Investigating Autograder Usage in the Post- Pandemic and LLM Era
This program is tentative and subject to change.
This work investigates the impact of Large Language Models (LLMs) and the COVID-19 pandemic on student behavior with autograder systems in three programming-heavy courses. We examine whether the release of LLMs like ChatGPT and GitHub Copilot, along with post-pandemic effects, has modified student interactions with autograders. Using data from student submissions over five years, totalling over 4,500 students across over 420,000 submissions, we analyze trends in submission behaviors before and after these events.

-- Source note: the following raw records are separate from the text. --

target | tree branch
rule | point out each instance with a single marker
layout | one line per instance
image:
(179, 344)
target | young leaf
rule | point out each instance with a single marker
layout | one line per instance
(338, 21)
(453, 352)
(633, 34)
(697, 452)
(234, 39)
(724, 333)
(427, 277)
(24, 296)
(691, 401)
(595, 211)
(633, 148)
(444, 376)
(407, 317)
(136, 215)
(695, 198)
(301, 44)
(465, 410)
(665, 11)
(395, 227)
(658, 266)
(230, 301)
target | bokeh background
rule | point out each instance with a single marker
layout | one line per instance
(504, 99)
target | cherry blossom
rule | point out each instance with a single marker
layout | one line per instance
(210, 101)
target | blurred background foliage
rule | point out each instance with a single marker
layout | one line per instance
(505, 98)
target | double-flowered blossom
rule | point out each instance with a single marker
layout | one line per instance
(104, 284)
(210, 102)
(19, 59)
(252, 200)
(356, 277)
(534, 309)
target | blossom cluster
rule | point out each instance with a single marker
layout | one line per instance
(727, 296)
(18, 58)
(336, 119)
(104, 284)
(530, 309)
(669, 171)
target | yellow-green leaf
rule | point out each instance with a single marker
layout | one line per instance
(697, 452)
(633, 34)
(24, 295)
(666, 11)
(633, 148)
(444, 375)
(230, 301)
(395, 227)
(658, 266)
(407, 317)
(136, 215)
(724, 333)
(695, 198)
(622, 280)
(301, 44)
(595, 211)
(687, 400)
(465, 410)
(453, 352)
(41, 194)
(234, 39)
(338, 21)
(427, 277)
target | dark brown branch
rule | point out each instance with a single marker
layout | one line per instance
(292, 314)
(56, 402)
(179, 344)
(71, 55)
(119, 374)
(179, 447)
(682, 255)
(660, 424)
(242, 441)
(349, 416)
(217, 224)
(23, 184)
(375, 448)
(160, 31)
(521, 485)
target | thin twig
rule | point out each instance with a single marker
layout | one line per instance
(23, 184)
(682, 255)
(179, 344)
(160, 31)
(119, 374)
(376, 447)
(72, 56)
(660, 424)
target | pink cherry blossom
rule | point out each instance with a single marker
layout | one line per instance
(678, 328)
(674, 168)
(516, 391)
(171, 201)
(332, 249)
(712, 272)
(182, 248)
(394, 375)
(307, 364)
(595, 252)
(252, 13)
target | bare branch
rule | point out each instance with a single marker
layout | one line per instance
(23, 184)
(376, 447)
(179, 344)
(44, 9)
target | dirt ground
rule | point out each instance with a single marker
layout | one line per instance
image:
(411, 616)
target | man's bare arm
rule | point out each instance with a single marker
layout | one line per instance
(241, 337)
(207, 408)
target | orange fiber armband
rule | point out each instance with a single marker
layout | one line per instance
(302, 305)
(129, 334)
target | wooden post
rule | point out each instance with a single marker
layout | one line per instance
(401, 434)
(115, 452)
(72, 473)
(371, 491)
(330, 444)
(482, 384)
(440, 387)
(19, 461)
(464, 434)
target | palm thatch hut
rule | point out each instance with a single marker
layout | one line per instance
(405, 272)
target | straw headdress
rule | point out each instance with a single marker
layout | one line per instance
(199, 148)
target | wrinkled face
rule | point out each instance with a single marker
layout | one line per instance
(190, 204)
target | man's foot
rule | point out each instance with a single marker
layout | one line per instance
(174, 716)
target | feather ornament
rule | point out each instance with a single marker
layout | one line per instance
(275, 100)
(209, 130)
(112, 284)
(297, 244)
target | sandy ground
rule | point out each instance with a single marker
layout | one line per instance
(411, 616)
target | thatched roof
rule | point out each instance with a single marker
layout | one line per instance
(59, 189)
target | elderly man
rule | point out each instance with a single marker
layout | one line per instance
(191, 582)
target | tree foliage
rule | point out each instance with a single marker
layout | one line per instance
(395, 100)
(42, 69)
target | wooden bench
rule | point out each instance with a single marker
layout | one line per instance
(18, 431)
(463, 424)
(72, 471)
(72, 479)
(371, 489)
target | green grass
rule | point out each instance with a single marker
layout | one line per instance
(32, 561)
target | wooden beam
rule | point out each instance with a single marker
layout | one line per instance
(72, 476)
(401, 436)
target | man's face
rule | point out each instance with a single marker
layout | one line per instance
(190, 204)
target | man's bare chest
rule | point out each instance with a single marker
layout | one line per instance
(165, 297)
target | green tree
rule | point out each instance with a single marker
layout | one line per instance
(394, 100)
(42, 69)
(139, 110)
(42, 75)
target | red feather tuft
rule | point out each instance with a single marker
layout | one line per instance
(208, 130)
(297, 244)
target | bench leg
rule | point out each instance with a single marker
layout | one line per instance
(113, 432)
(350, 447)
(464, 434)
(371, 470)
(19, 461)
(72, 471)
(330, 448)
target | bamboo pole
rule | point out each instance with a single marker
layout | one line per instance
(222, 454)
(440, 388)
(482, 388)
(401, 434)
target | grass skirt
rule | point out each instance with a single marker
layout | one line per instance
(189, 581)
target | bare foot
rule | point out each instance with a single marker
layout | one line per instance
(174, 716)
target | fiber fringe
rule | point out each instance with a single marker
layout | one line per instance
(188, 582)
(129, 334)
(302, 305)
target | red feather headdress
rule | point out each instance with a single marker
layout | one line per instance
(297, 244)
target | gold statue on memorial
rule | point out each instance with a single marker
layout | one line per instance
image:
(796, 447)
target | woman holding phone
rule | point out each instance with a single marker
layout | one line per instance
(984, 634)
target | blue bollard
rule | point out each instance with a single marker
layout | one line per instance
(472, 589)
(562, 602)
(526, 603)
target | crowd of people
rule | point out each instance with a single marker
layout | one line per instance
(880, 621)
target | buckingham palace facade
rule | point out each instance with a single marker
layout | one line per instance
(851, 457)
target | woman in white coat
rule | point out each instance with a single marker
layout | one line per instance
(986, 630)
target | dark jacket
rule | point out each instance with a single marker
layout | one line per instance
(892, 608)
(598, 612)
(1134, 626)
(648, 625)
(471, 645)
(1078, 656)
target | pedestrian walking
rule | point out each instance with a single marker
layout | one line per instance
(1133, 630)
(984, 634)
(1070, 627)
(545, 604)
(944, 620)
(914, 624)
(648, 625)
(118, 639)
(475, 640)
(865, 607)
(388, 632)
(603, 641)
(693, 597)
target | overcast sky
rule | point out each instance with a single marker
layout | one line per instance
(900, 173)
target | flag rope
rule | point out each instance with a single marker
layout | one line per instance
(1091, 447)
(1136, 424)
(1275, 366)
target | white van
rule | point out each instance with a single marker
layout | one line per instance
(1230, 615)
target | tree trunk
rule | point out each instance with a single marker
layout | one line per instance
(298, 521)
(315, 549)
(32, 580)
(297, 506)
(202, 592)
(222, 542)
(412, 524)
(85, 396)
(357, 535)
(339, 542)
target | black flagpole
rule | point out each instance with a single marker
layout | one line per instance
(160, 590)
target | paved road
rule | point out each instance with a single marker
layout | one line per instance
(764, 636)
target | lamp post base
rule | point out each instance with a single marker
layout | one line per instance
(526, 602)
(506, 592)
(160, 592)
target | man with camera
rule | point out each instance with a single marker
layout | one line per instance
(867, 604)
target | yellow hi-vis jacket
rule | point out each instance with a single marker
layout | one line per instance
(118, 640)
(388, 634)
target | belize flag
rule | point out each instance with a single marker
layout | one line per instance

Our methodology involves tracking submission patterns, focusing on timing, frequency, and score.
Contrary to expectations, our findings reveal that metrics remain relatively consistent in the post-ChatGPT and post-pandemic era. Despite yearly fluctuations, no significant shift in student behaviors is attributable to these changes. Students continue to rely on a combination of manual debugging and autograder feedback without noticeable changes in their problem-solving approach.
These findings highlight the resilience of the educational practices in these courses and suggest that integrating LLMs into mid-level CS curriculum may not necessitate the significant paradigm shift previously envisioned. Future work should extend these analyses to courses with different structures to determine if these results are generalizable. If not, the specific course aspects contributing to our observed ChatGPT and pandemic resilience should be identified.